Malgré les difficultés matérielles considérables, l’accueil chaleureux des habitants et leur soif de sens encouragent la famille à prolonger son séjour. Initialement prévue pour quelques mois, leur mission durera quatre ans.

 

Enseignement, réforme et impact durable : l’œuvre de la famille Selmani

Dès le début, Ayoub Selmani et sa famille adoptent une stratégie centrée sur la formation : transmettre le Coran, la langue arabe et les notions élémentaires de la foi dans un langage simple, adapté à une population longtemps privée de tout enseignement religieux.

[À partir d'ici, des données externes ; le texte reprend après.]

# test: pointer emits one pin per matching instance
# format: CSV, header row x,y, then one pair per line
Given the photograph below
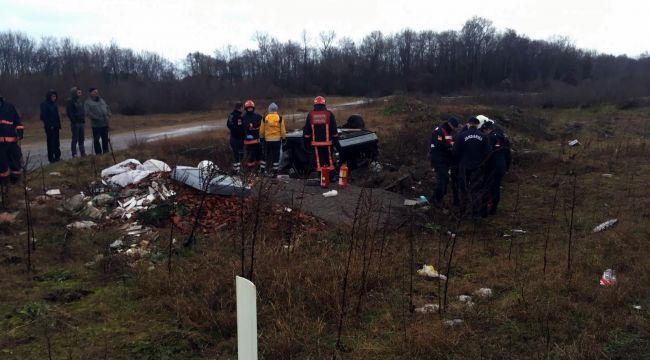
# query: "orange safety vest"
x,y
320,118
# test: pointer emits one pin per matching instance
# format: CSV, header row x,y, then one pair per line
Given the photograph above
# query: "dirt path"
x,y
38,150
377,206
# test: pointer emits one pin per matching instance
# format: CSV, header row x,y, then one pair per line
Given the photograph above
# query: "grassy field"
x,y
122,124
546,300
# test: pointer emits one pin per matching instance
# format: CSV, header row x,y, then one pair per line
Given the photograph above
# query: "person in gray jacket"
x,y
75,111
99,114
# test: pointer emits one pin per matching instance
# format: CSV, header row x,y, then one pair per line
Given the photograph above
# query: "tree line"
x,y
474,58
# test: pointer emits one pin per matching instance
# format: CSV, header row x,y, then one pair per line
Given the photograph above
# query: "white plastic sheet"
x,y
122,167
246,319
154,165
129,177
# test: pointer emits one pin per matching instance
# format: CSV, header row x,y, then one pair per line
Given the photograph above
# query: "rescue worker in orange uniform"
x,y
273,133
11,131
442,160
321,133
252,122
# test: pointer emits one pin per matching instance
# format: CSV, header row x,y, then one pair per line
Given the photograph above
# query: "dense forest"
x,y
477,58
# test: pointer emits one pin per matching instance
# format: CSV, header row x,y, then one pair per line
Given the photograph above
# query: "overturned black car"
x,y
357,147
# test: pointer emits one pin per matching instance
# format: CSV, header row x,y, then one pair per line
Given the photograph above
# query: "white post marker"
x,y
246,319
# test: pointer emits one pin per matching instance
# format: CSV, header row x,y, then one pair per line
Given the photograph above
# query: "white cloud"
x,y
175,28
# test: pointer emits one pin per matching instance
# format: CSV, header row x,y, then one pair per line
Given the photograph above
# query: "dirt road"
x,y
38,150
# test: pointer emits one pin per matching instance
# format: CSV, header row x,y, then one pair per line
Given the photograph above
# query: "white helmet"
x,y
482,119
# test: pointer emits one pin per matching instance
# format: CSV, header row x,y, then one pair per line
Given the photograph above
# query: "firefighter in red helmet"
x,y
321,133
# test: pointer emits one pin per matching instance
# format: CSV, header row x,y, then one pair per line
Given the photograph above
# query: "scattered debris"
x,y
604,226
428,309
483,293
12,260
117,244
81,225
219,184
608,278
131,171
419,201
8,218
93,212
430,272
454,322
103,200
75,203
53,192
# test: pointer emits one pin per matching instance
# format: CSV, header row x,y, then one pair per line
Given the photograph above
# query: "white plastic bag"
x,y
154,165
130,177
124,166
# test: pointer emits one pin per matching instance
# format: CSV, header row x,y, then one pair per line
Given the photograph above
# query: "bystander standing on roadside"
x,y
75,111
96,109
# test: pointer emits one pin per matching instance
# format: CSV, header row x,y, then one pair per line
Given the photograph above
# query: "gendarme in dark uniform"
x,y
442,159
471,149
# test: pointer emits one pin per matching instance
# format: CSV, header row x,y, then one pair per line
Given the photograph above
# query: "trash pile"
x,y
131,171
604,226
429,272
220,211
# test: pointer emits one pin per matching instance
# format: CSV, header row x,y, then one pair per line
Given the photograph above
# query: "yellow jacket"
x,y
272,128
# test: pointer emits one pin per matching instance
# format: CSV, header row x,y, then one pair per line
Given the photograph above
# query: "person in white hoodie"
x,y
273,133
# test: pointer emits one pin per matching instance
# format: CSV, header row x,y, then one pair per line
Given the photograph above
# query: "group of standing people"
x,y
254,138
258,139
77,110
474,158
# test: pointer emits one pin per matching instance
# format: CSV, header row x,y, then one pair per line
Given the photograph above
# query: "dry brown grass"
x,y
135,313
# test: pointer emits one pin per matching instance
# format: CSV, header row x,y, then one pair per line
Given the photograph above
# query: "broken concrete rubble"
x,y
81,225
604,226
131,171
75,203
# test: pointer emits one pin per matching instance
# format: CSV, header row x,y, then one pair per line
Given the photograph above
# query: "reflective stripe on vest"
x,y
448,138
320,118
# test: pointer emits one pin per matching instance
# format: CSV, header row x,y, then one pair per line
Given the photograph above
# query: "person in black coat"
x,y
497,165
252,122
442,159
235,124
75,111
52,124
471,149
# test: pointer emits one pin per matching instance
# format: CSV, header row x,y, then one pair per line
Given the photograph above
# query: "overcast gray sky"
x,y
175,28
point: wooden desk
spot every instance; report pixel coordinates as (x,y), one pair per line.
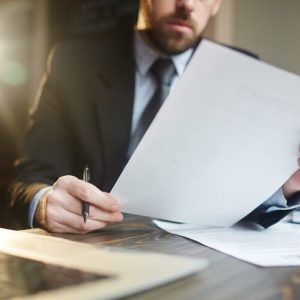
(225,278)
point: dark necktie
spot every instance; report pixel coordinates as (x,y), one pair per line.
(163,71)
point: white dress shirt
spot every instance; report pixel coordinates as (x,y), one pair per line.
(145,86)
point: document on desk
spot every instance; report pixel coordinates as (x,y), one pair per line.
(276,246)
(224,141)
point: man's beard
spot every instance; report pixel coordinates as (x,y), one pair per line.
(172,42)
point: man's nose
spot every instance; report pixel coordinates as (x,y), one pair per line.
(187,5)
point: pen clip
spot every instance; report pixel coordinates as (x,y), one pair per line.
(86,174)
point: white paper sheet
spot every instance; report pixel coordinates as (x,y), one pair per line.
(276,246)
(224,141)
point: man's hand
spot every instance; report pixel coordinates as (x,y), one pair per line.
(292,186)
(64,207)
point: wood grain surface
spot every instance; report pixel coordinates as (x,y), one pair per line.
(225,278)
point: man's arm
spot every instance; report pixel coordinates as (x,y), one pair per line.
(280,204)
(48,157)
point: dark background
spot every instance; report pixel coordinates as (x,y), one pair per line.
(28,29)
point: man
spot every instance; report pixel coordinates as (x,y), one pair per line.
(90,108)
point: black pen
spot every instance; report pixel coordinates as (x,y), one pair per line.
(85,205)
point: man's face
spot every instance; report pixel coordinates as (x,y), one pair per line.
(176,25)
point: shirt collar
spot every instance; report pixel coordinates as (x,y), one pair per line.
(145,56)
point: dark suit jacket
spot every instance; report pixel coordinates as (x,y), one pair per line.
(82,116)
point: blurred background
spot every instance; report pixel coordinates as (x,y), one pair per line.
(29,28)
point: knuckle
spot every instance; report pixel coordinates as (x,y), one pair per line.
(84,193)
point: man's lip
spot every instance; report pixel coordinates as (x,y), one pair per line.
(179,26)
(179,23)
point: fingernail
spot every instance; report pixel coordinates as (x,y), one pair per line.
(115,207)
(119,217)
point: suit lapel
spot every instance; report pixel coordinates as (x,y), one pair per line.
(115,103)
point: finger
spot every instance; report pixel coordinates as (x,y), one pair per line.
(61,220)
(60,198)
(87,192)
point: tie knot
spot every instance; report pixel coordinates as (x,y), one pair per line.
(163,70)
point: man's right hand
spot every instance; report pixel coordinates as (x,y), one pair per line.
(64,207)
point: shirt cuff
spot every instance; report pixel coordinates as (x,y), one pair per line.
(34,203)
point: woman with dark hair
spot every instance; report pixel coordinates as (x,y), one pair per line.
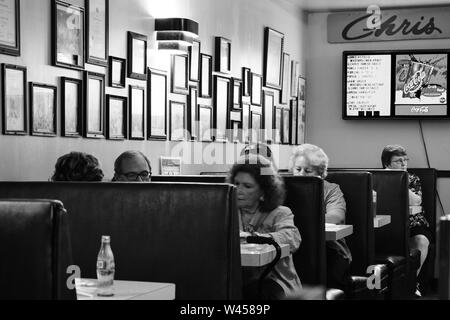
(260,193)
(77,166)
(394,157)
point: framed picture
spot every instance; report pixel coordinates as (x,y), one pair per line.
(221,107)
(206,76)
(10,26)
(295,73)
(97,32)
(137,113)
(205,123)
(179,74)
(286,74)
(294,114)
(177,121)
(94,113)
(157,100)
(116,117)
(273,56)
(256,89)
(268,112)
(43,109)
(14,99)
(193,112)
(71,107)
(68,35)
(285,138)
(194,61)
(223,55)
(137,56)
(117,72)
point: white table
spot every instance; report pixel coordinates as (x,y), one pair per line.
(381,221)
(126,290)
(258,255)
(335,232)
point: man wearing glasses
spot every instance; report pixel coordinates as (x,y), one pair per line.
(132,166)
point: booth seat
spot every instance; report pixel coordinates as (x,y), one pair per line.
(181,233)
(35,250)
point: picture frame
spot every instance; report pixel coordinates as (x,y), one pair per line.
(68,35)
(117,72)
(206,76)
(177,121)
(14,99)
(205,123)
(285,137)
(94,112)
(192,113)
(157,104)
(97,32)
(71,107)
(222,55)
(273,56)
(116,117)
(43,109)
(137,56)
(179,74)
(256,89)
(286,74)
(222,95)
(194,61)
(269,116)
(136,113)
(10,37)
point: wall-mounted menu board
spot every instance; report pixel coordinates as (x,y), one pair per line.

Ils commencent à enseigner dans une école publique de Tirana, où ils donnent des cours d’arabe, de Coran et de sciences religieuses à des adolescents des deux sexes. En un peu plus d’un an, plusieurs jeunes achèvent leur formation ; l’un d’eux deviendra plus tard mufti de Tirana et khatib de la grande mosquée inaugurée en 2024.

La famille se déplace ensuite au « mosqué du Bazaar », adjacent à l’école, où elle enseigne à un public varié : enfants, jeunes, adultes jusque quarante ans passés. Les cours destinés aux femmes attirent une participation particulièrement importante et enthousiaste. Parallèlement, Ayoub et Amin élaborent des programmes d’études pour des écoles religieuses situées dans les zones rurales autour de la capitale, tout en conseillant les imams locaux.

Dans la ville de Durrës, ils ouvrent un atelier de couture destiné aux femmes, offrant une aide économique et un espace d’apprentissage structuré, permettant à de nombreuses jeunes filles de trouver une autonomie nouvelle.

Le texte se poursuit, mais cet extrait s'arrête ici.